Trigger: Justin Vivian Bond
I’m Justin Vivian Bond.
The majority of work in this show explores my obsession with Karen Graham who is the Estee Lauder model from the mid-70s to the mid-80s. When I was young I knew I was trans but I wasn’t able to do my own makeup or explore femininity on my own body so I obsessively painted her and when the time came when I was able to free myself and do my own makeup I sort of stopped portraiture. I stopped painting to a pretty large degree until about 6 or 7 years ago when I was in a body of water in Sag Harbor and I was wearing a pair of waders and I remembered a picture of Karen Graham in waders in a later Estee Lauder ad for the middle age woman and I realized I had finally become my own fantasy. And so I started exploring her again from the perspective of a mature person to find out what it was about her that had made me so fascinated in the first place.
Estee Lauder was a small Jewish lady from queens who chose this lissome, southern wasp to be the face of her company because she represented the sort of perfection of whiteness, I think, in the mainstream ideal of what success and wealth could bring you and so that is what she chose as the representation of herself and her brand. And so I thought it was very interesting how as a young trans person I was looking to that person and that ideal myself. And that was held up for a lot of people as the quintessential beauty. And so looking back on it and putting myself into that situation I am now seeing it from a much more complex perspective and it almost an oppressive one.

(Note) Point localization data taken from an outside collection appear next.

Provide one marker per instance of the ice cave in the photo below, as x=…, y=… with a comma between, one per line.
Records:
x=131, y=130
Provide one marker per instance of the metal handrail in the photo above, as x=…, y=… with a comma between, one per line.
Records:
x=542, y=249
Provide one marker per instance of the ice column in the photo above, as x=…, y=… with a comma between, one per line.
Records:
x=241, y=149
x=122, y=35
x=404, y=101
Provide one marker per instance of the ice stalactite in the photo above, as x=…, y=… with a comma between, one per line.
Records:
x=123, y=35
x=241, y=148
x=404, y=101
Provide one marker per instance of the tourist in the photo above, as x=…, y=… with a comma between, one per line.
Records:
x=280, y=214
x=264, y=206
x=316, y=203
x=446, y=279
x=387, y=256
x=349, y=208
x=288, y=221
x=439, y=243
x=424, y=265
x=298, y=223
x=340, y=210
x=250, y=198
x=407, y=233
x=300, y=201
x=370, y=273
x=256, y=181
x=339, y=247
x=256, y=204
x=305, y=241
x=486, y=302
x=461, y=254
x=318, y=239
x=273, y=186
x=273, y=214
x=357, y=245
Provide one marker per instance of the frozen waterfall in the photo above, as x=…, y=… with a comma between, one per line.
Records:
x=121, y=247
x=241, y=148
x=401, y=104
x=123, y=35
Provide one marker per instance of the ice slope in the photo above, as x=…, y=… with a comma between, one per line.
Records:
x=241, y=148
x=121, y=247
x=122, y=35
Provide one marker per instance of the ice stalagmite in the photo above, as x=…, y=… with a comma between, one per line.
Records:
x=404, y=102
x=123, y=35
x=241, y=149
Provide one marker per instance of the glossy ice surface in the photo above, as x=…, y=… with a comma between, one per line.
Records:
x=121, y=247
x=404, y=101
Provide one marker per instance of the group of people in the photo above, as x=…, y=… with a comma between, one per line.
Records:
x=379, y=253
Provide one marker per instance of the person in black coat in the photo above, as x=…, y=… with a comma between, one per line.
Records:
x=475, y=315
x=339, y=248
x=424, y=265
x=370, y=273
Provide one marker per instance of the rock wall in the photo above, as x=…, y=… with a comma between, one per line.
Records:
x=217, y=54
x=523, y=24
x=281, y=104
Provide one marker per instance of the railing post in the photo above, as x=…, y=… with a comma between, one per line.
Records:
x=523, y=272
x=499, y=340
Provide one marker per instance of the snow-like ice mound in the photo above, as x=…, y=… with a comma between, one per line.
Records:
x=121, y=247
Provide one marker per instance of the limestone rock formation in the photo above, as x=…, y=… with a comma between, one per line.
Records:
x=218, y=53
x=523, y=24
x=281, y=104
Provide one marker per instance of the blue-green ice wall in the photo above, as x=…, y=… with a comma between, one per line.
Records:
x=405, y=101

The reason I created the wallpaper was around the same time I was obsessed with Karen Graham as a teenager I was also obsessed with Billy Baldwin who is a preeminent American decorator of the late 20th century. He was a gay man from Maryland who decorated the homes of the wealthiest and most established people in America, most of them wasps—the Eastmans, the Paileys—people that shaped our culture. Here you have a little Jewish woman creating the quintessential idea of whiteness and you had this little gay man from Maryland creating the environments in which all these people lived. So looking back on it I decided that I would make this wallpaper with her face and my face on it as a kind of homage and exploration of what they had created.